Officials from that game were suspended, but Oklahoma State still carries the loss.

But instead of lying down, Fenwick is fighting the ruling.

“Here is my argument,” Fenwick coach Gene Nudo told the Chicago Tribune. “There will never ever be a protest for an egregious act as long as that rule is there. It’s a great way to hide behind something – it is final and that is it. How is that the right thing to do?

“I’m not one of these guys always banging on the IHSA. I get it, they don’t have an easy gig over there. In this instance they had a chance to right a wrong and they didn’t. I get it – how do you tell Plainfield North they didn’t win? But you know what? They didn’t.

“This in no way is a reflection on Plainfield North. I kind of feel bad for them. It takes away from their moment. Those kids worked hard over there also. But the Fenwick kids won it fair and square, and the fact that this [apology] comes out afterward is of no consolation to me or our kids.”
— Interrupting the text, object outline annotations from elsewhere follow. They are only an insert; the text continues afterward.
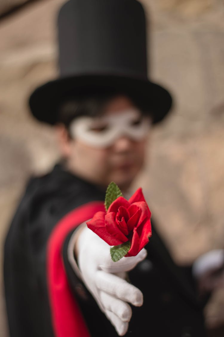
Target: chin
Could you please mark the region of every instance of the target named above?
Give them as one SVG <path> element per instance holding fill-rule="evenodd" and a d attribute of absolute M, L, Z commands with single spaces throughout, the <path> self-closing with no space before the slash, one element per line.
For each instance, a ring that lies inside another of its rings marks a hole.
<path fill-rule="evenodd" d="M 122 191 L 125 191 L 129 189 L 134 181 L 136 175 L 127 177 L 126 175 L 125 177 L 115 177 L 111 181 L 114 181 Z"/>

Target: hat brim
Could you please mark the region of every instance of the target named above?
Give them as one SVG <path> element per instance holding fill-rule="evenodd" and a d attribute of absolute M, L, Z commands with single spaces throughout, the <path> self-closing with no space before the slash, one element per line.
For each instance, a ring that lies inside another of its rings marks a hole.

There are two schools of thought here: Use this as a moment to teach young kids that life isn’t always fair or fight.

Nudo and Fenwick have chosen to fight. They will be in court Wednesday morning, with a berth in the state championship against East St. Louis hanging in the balance.

UPDATE: A Cook County judge ruled in favor of the IHSA Wednesday, meaning Fenwick’s season is over and Plainfield North will face East St. Louis in Saturday’s championship game.